産業のグローバル競争力は、公的機関と産業界が「連携」できた場合に最大化する。それが真実ではないだろうか。

 高度成長期の日本は公的機関が民間企業を支えることで繊維産業、自動車産業、半導体産業などの強い産業を創出してきた。しかし、貿易摩擦に直面した後に規制緩和が叫ばれるようになり、公的機関と民間企業の間には徐々に溝ができていったと感じている。

 その裏側で、欧米は官民が連携することで自国の産業にとって有利な「ルール」を作り、結果として強い産業を生み出していった。一方、アジア各国はかつての日本のように公的機関が民間企業の成長を支える幅広い支援を行うことで、グローバル競争力を獲得していった。そして、今でも世界各国で官民の連携は引き続き行われていると感じている。

 どの企業もどの産業も守るべきルールがあり、その中でプレイしている。全てのスポーツにルールがあることと同様である。しかし、日本ではどのようなルールにする方が企業や産業にとって有利になるか、という議論がおろそかになっていることを筆者は懸念している。

 市場原理主義者はどんどん規制緩和すべきだと主張する。しかし、規制というのは社会に対して何らかの被害をもたらす可能性があるから存在している訳であり、その規制を無くしてしまえば良くなるというのは、あまりにも乱暴だと思う。新しい技術で新しいことが可能となるのであれば、その技術のもたらすメリットを最大化するとともに、そのデメリットを最小化するような新しいルールの導入を考えるのが、筋ではないだろうか。

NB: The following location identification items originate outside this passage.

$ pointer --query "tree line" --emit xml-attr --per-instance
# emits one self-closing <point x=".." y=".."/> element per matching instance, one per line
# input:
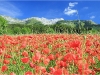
<point x="36" y="27"/>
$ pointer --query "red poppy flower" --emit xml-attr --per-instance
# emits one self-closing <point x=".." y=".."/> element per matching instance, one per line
<point x="25" y="53"/>
<point x="7" y="56"/>
<point x="28" y="73"/>
<point x="46" y="51"/>
<point x="6" y="61"/>
<point x="58" y="72"/>
<point x="25" y="60"/>
<point x="51" y="57"/>
<point x="31" y="65"/>
<point x="12" y="73"/>
<point x="4" y="68"/>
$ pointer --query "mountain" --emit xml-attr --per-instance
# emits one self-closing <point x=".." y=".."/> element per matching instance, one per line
<point x="43" y="20"/>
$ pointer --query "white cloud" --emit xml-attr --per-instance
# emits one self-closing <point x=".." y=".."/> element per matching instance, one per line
<point x="85" y="7"/>
<point x="92" y="17"/>
<point x="72" y="4"/>
<point x="69" y="11"/>
<point x="6" y="8"/>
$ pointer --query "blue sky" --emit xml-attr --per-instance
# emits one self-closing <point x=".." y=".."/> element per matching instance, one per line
<point x="87" y="10"/>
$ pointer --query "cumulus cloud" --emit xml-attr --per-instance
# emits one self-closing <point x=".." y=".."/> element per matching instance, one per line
<point x="69" y="11"/>
<point x="85" y="7"/>
<point x="6" y="8"/>
<point x="92" y="17"/>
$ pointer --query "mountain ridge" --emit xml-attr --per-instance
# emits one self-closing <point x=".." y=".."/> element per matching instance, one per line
<point x="43" y="20"/>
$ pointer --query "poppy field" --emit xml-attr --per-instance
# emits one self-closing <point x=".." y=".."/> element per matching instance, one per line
<point x="50" y="54"/>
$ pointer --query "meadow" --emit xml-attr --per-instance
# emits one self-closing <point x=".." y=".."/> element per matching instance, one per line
<point x="50" y="54"/>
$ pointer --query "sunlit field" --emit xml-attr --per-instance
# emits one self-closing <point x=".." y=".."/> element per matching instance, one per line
<point x="50" y="54"/>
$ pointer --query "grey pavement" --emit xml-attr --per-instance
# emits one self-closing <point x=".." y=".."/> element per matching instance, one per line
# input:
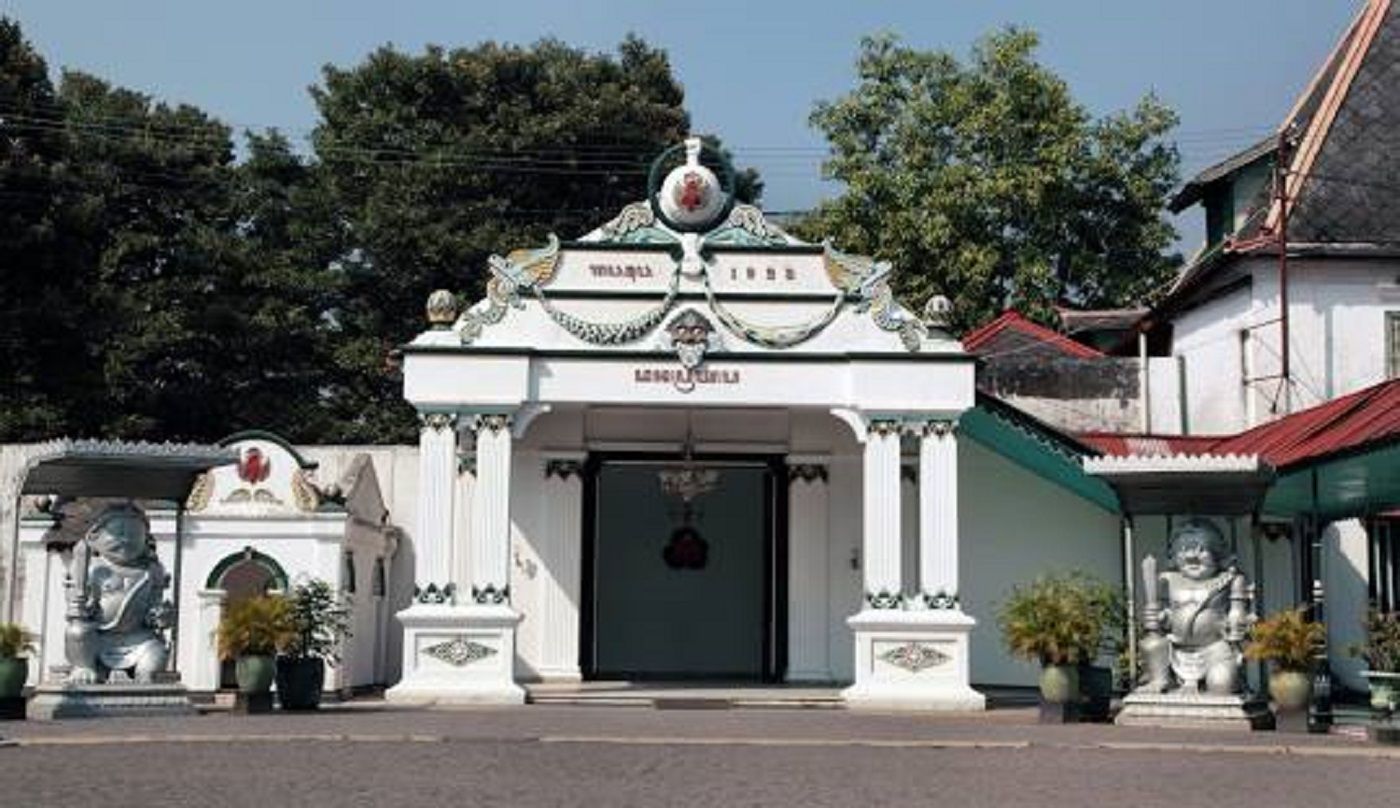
<point x="538" y="755"/>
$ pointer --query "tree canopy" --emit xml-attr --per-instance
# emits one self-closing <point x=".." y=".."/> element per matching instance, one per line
<point x="156" y="287"/>
<point x="986" y="181"/>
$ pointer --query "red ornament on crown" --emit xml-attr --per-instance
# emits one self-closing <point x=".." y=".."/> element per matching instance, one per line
<point x="254" y="467"/>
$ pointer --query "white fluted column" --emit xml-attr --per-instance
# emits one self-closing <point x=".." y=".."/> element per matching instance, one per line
<point x="433" y="531"/>
<point x="938" y="514"/>
<point x="459" y="647"/>
<point x="912" y="656"/>
<point x="881" y="514"/>
<point x="490" y="534"/>
<point x="560" y="553"/>
<point x="808" y="590"/>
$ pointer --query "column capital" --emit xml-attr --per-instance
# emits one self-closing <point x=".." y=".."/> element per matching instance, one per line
<point x="489" y="422"/>
<point x="937" y="427"/>
<point x="437" y="420"/>
<point x="563" y="468"/>
<point x="807" y="472"/>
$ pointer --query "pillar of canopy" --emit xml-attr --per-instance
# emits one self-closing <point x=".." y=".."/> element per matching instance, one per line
<point x="459" y="642"/>
<point x="912" y="649"/>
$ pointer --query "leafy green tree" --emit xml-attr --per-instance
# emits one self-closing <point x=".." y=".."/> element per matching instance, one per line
<point x="989" y="182"/>
<point x="149" y="216"/>
<point x="437" y="160"/>
<point x="38" y="322"/>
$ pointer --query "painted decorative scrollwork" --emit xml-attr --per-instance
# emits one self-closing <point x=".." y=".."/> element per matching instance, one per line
<point x="492" y="594"/>
<point x="563" y="469"/>
<point x="434" y="594"/>
<point x="636" y="224"/>
<point x="865" y="280"/>
<point x="941" y="600"/>
<point x="490" y="422"/>
<point x="885" y="600"/>
<point x="608" y="333"/>
<point x="437" y="422"/>
<point x="807" y="472"/>
<point x="770" y="335"/>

 日本には、自動運転、ロボット、再生医療など高い技術力を保有する分野が数多くある。その一方、こういう分野の多くは一つ間違えると社会を揺るがす問題を起こすリスクもはらんでいる。リスクを最小化し、社会も産業もメリットを享受するためには、公と民が連携してルールや仕組みを作っていくことが必要となる。

 50年ぶりに国産旅客機が市場投入される今、航空機産業を皮切りに新しい公と民の関係性が構築されていくことを期待してこのシリーズを締めくくりたい。